I was driving to work this morning and a weird feeling came over me. It took me a half hour of thinking (which may be a reflection on my thinker) to figure out what it was, and then in a quiet moment of revelation it came to me: I am content.
I am happy with where I am, what I'm doing, and the state of my life and family. I'm not much to look at, but in the mirror I recognize I've earned the lines in my face. I've got a bunch of things to do better, a mental list of things I ought to do, ought to have done, need to do better next go around. But I feel content, and I realize I have never felt this before. I look at my wife and children and in spite of the many challenges any parent and spouse faces, I think, Nobody move. Let's freeze things right here and relish what we have.
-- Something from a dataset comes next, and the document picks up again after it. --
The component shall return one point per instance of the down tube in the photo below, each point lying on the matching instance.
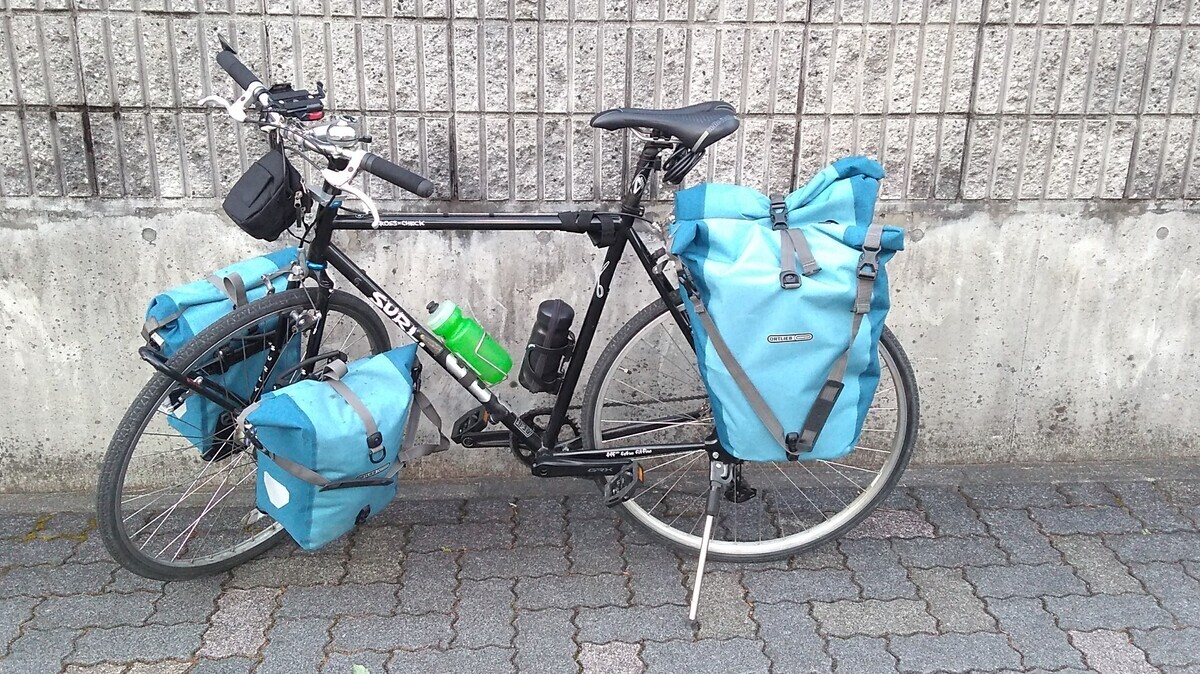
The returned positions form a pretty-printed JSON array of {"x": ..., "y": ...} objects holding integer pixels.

Where do you stand? Contentment came at me the way Hemingway had a character explain bankruptcy -- gradually then suddenly. Are you content? If so, what makes you content? If not, why not? Take a look at your motivations and general state of your spirit and tell me what you think.
This is a very brief Contentment Challenge. Email me here and tell me what you think. To the first 10 people who respond, I will send you a $5 Starbucks card and a personal note of encouragement. Include your address and I'll make it a handwritten note. Before anybody piles on, I don't think a note from me means all that much, but the exchange of words on things that matter, matters. And since I believe that, I'll gladly write back anybody who writes me.
Are you content? My simple perch of contentment may not last forever, and it could be a gift I haul to my grave, but I like it, and I hope it for all others.
Who is up for the Contentment Challenge, while supplies last?